Confirmed: Loretta Lynch First African-American U.S. Attorney General

imgresSenate finally voted to confirm Loretta Lynch. The 56-43 vote makes 55-year old Lynch, the first African-American female attorney general in U.S. history.

Obama nominated Lynch to replace Attorney General Eric Holder in November and her nomination cleared the Senate Judiciary Committee in February. Still, she waited longer than the seven most recent U.S. attorneys general combined for a vote on the Senate floor, after Majority Leader Mitch McConnell insisted on first finishing work on an unrelated bill.

Loretta Lynch’s father, Lorenzo A. Lynch, was in the Senate gallery watching when the historic vote took place confirming her daughter as the first African American female attorney general.

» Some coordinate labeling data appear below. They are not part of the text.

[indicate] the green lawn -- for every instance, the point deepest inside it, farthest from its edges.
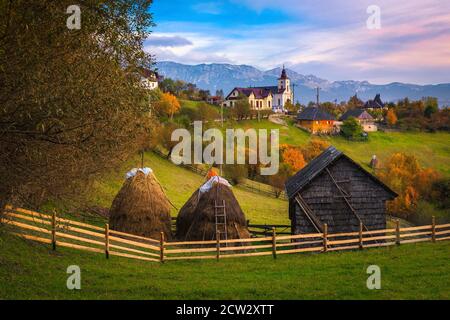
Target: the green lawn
(415, 271)
(180, 183)
(431, 149)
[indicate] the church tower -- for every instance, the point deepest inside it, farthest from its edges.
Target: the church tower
(284, 82)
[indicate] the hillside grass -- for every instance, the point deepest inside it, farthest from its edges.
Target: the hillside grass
(180, 184)
(30, 270)
(431, 149)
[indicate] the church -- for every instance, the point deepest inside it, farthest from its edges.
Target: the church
(264, 98)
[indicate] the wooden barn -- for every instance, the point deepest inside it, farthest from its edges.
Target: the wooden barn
(335, 190)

“The good guys won. That’s what has happened in this country all along,” Lorenzo Lynch told reporters. “Even during slavery. Levi Coffin was a founder of the Underground Railroad. Even during slavery. A white man fought against slavery. So all over this land good folks have stood in the right lane, in the right path.”

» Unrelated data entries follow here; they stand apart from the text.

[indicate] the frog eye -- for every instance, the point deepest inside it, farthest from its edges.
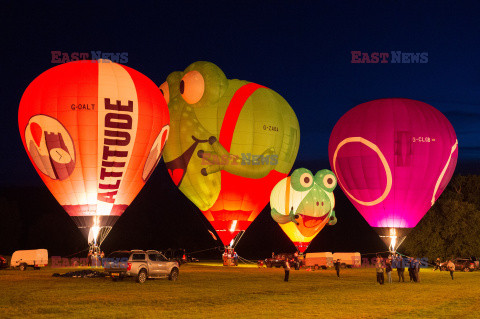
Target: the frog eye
(192, 87)
(165, 91)
(302, 179)
(326, 180)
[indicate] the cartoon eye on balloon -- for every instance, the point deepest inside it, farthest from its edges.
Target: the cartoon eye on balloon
(302, 204)
(393, 158)
(89, 157)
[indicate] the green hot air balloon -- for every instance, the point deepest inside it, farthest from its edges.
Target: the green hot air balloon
(230, 142)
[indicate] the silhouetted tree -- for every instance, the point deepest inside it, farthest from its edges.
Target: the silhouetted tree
(451, 228)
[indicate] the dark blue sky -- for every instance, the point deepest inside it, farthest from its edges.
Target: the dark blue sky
(300, 49)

Born in Greensboro, North Carolina, Lynch grew up 60 miles east of Durham, North Carolina. Her father was a fourth-generation Baptist minister; her mother, an English teacher and school librarian. As a child, Lynch rode on her father’s shoulders to his church, which served a meeting place for students organizing anti-segregation boycotts in the early 1960s, she told the Judiciary panel at her January confirmation hearing. Lynch graduated from earning a BA in English and American Literature from Harvard College and a Juris Doctor from Harvard Law School in 1981.